Voilà une charmante chronique sur l’en-cas qui, assurément n’est pas à mettre à l’encan. Au contraire ces délicieuses miscellanées (Hihihi le cuistre !) méritent mieux que la simple catégorie de « billet » attribuée par le Taulier.
Mais quel boulot aussi pour les commentaires.
Un en-cas pourrait il être autre que frugal ? Oui si l’on considère celui du quatorzième Louis. Non si l’on se réfère au petit bruit de l’œuf dur cassé sur un comptoir d’étain, incontournable fleuron de histoire du bistro français , sans équivalent ailleurs (beuh les Schnellimbis d’outre Rhin ou les baraques de Fish and Chips d’outre Manche) C’est aussi un fleuron de la poésie : « Il est terrible - le petit bruit de l'oeuf dur cassé sur un comptoir d'étain - Il est terrible ce bruit - quand il remue dans la mémoire de l'homme qui a faim ... » Jacques Prévert . Nos crânes d’œufs qui s’acharnent à vouloir nous faire mourir en bonne santé les ont rayé du paysage.
Quand à l’œuf mollet, pas besoin d’attendre le revers comminatoire d’une épouse pourtant qualifiée de préférée pour me le faire cuire. J’en raffole, par trois, avec des mouillettes beurrées, c’est 5’ dans l’eau bouillante ni plus ni moins .Ces 5’ vous permettent de préparer les mouillettes. C’est 5’ de moins que « La cuisine en 10 minutes » d’ Edouard De Pomiane. Pour le vin, la question reste ouverte. Rouge ou blanc avec les œufs ? Dur, dur…En tout cas, attention, en demandant une bouteille d’Argile chez votre caviste peut être vous parlera t’il de l’Argile blanc du Domaine de la Rectorie à Collioure.
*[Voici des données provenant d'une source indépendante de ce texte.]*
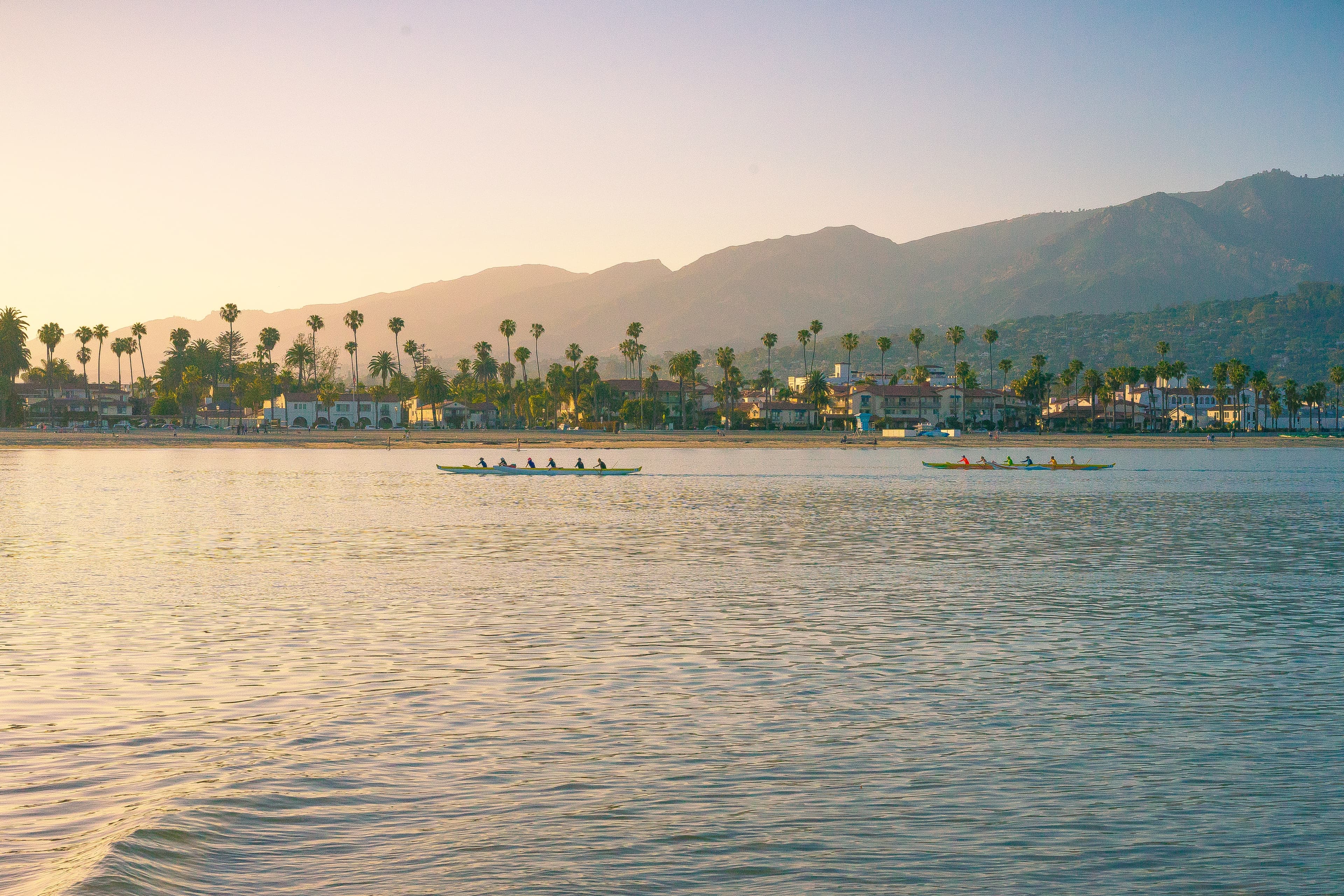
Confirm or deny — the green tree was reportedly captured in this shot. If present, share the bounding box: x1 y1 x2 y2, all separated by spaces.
532 324 546 379
513 345 529 383
840 333 859 376
368 351 400 387
387 317 406 373
38 322 63 423
999 357 1012 428
0 308 32 427
761 333 779 387
1328 364 1344 433
130 324 149 376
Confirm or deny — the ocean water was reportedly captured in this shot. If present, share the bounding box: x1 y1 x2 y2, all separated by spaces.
0 447 1344 895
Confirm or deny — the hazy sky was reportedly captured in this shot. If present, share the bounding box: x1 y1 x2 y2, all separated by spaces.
0 0 1344 329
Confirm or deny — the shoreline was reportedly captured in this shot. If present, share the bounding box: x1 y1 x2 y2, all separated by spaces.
0 430 1344 454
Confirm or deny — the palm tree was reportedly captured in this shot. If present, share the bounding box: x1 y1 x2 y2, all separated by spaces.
565 343 583 426
906 327 925 367
368 351 398 387
980 329 999 390
130 324 149 376
219 302 240 425
387 317 406 373
1083 368 1106 430
999 357 1012 430
910 364 929 426
345 309 364 387
305 314 327 375
878 336 891 379
531 324 546 379
944 327 966 427
93 324 107 390
802 371 831 426
1331 364 1344 433
75 346 93 411
75 327 93 402
761 333 779 398
500 320 517 363
0 308 32 426
1185 376 1204 430
840 333 859 378
38 322 63 423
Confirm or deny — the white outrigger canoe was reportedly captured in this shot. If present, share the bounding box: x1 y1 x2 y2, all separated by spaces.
434 463 644 476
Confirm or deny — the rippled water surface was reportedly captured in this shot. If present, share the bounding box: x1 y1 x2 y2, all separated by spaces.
0 449 1344 895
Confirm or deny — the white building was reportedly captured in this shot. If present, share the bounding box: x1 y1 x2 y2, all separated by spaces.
258 392 402 430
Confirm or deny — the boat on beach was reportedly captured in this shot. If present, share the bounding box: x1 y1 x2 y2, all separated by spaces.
434 463 644 476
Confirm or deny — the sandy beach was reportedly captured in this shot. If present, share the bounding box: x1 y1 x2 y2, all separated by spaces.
0 430 1344 455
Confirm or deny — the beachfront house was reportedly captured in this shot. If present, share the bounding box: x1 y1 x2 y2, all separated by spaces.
259 392 402 430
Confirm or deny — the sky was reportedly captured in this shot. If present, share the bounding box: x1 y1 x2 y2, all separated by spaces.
0 0 1344 330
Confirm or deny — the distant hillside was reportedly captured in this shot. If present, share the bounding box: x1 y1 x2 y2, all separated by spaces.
738 282 1344 383
37 170 1344 376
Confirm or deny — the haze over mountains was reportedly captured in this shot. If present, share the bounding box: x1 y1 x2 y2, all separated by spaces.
71 170 1344 364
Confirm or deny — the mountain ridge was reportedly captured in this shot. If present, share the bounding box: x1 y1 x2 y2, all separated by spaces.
44 169 1344 376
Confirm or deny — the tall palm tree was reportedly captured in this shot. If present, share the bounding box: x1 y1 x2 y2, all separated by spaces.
1331 364 1344 433
531 324 546 379
387 317 406 373
38 322 66 423
878 336 891 379
368 351 398 387
130 324 149 376
910 364 937 426
219 302 240 425
906 327 925 367
0 308 32 426
944 327 966 427
345 309 364 387
980 328 999 391
75 327 93 402
93 324 109 390
999 357 1012 430
500 318 517 361
761 333 779 398
565 343 583 426
304 314 327 371
840 333 859 376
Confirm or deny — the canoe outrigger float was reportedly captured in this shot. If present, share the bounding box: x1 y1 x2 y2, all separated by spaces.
434 463 644 476
923 461 1115 470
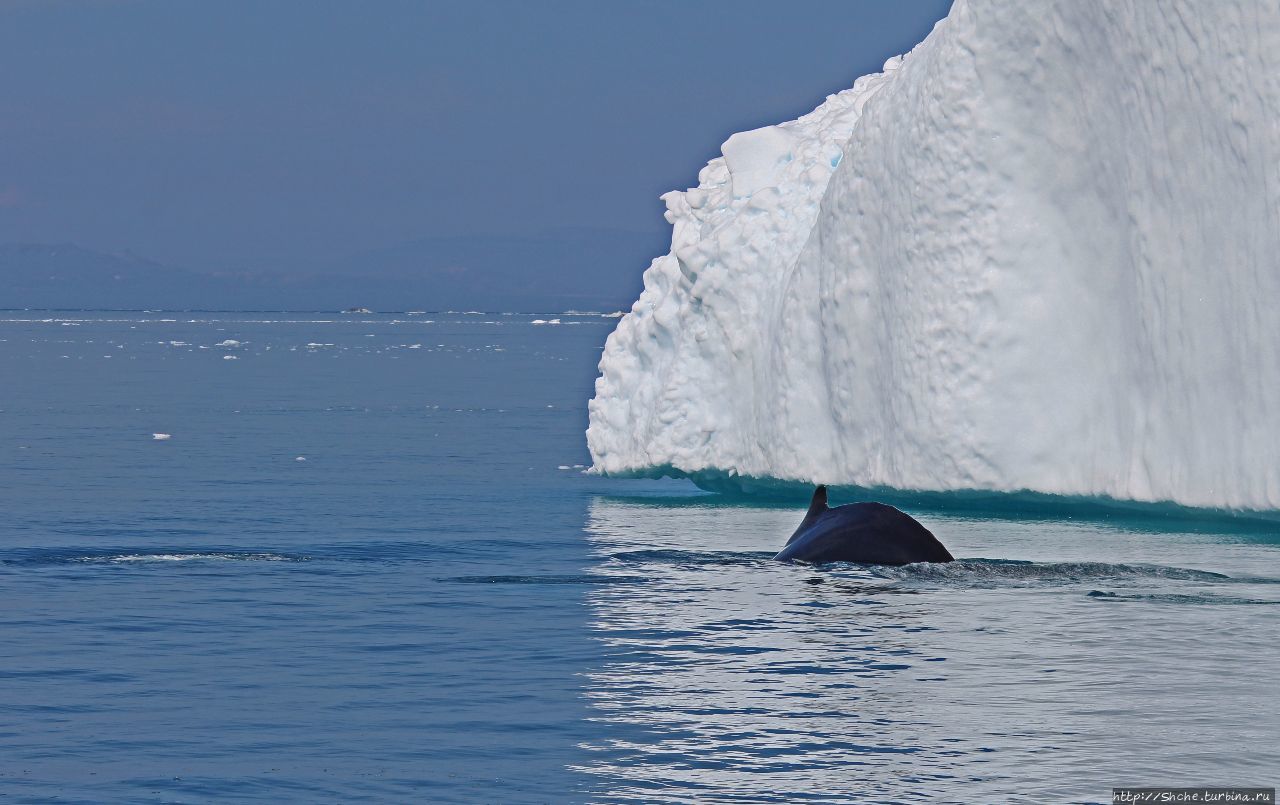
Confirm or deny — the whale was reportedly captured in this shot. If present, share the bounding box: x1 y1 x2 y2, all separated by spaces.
773 486 955 564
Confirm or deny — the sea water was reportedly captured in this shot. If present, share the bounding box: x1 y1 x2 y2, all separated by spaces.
0 311 1280 802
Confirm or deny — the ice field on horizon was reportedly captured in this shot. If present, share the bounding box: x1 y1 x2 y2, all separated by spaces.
588 0 1280 511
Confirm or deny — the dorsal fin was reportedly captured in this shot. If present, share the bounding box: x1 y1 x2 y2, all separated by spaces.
787 484 827 545
809 484 827 514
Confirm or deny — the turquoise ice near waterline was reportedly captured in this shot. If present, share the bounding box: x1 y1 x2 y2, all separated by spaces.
0 311 1280 802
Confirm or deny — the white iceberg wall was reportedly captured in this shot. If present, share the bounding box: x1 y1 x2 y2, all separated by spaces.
588 0 1280 509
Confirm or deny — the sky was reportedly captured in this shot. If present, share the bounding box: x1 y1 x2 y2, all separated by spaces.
0 0 950 271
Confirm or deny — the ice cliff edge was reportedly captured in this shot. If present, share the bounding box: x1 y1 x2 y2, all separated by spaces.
588 0 1280 511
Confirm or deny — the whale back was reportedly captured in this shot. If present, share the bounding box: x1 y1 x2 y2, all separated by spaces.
774 486 954 564
787 484 829 545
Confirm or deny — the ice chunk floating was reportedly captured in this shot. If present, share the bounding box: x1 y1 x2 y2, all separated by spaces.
588 0 1280 511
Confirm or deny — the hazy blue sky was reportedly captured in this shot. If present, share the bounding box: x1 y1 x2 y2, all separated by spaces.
0 0 950 269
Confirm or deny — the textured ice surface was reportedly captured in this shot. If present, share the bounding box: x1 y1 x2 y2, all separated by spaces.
588 0 1280 509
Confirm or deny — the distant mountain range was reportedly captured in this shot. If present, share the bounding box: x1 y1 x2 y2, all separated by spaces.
0 229 667 312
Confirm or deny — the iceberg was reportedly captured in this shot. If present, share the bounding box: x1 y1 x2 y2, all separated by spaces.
586 0 1280 511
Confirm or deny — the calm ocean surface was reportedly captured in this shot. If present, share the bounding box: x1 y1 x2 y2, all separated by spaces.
0 311 1280 802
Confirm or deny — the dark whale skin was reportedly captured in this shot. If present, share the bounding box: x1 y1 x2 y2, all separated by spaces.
773 486 955 564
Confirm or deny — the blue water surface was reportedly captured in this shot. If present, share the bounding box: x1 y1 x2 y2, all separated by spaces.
0 311 1280 802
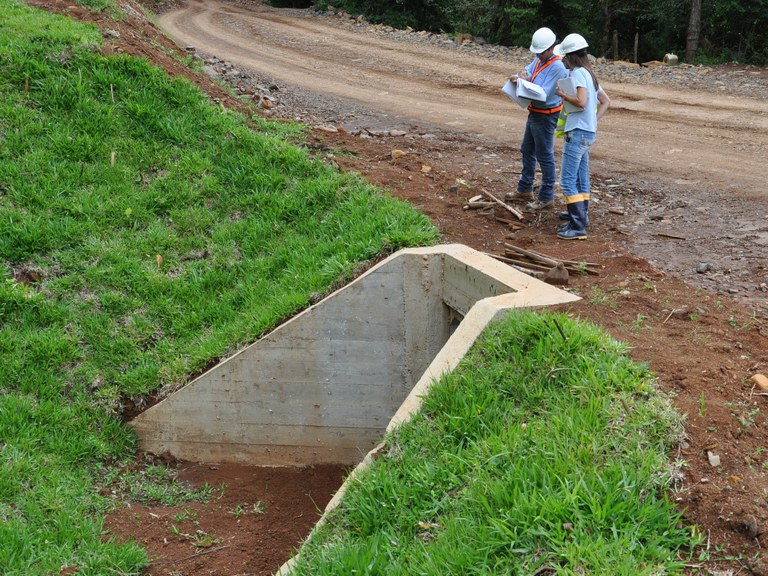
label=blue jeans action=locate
[517,112,558,201]
[560,128,597,196]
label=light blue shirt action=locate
[565,68,597,133]
[525,56,568,109]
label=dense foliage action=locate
[314,0,768,65]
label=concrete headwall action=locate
[132,245,577,466]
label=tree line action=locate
[271,0,768,65]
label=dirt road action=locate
[160,0,768,195]
[160,0,768,304]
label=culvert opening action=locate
[132,245,578,572]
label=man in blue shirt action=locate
[505,28,568,212]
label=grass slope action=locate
[0,0,437,576]
[295,312,699,576]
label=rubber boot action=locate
[557,200,587,240]
[557,199,589,230]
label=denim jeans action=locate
[560,128,597,196]
[517,112,557,200]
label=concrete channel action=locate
[132,244,578,574]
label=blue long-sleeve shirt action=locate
[525,56,568,109]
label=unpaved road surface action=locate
[160,0,768,312]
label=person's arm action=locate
[556,86,587,108]
[597,87,611,121]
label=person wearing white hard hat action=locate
[555,34,610,240]
[505,28,568,211]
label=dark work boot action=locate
[557,200,587,240]
[557,194,589,228]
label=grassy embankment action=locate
[0,0,704,576]
[295,312,701,576]
[0,0,436,576]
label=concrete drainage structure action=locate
[132,244,578,570]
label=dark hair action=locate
[565,48,600,90]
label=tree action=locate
[685,0,701,62]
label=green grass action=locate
[0,0,437,576]
[296,313,698,576]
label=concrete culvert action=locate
[132,244,578,466]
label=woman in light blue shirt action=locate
[556,34,609,240]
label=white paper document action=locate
[501,80,531,108]
[517,78,547,102]
[501,78,547,108]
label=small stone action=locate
[749,374,768,391]
[544,262,568,285]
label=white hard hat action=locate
[555,34,589,56]
[531,28,557,54]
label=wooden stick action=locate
[504,242,559,268]
[498,254,552,272]
[504,243,604,269]
[464,201,496,210]
[485,252,544,278]
[656,232,687,240]
[483,190,523,220]
[180,544,230,562]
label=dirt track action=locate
[161,0,768,195]
[160,0,768,305]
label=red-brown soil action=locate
[24,0,768,576]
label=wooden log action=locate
[483,190,523,220]
[464,201,496,210]
[486,252,544,278]
[504,242,559,268]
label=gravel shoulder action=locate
[159,0,768,308]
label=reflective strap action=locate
[528,104,563,114]
[565,193,589,204]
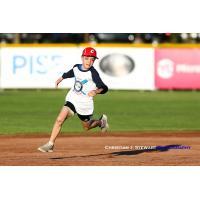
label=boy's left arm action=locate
[88,68,108,96]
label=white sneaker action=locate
[100,114,109,132]
[38,142,54,152]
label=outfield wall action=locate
[0,44,200,90]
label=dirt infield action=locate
[0,132,200,166]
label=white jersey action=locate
[62,64,108,115]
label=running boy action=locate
[38,47,109,152]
A vous de choisir.
La dimension proposée pour la « petite table » est adéquate quand on se souvient de l’étroitesse des guéridons de bistrot – entre 60 et 70 cm pour rentabiliser une terrasse - ou, une fois servi il n’y a même plus la place de poser sont cher et irremplaçable smerdephone. Et ou s’empile les coupelles d’aditions quand on renouvelle les consommations.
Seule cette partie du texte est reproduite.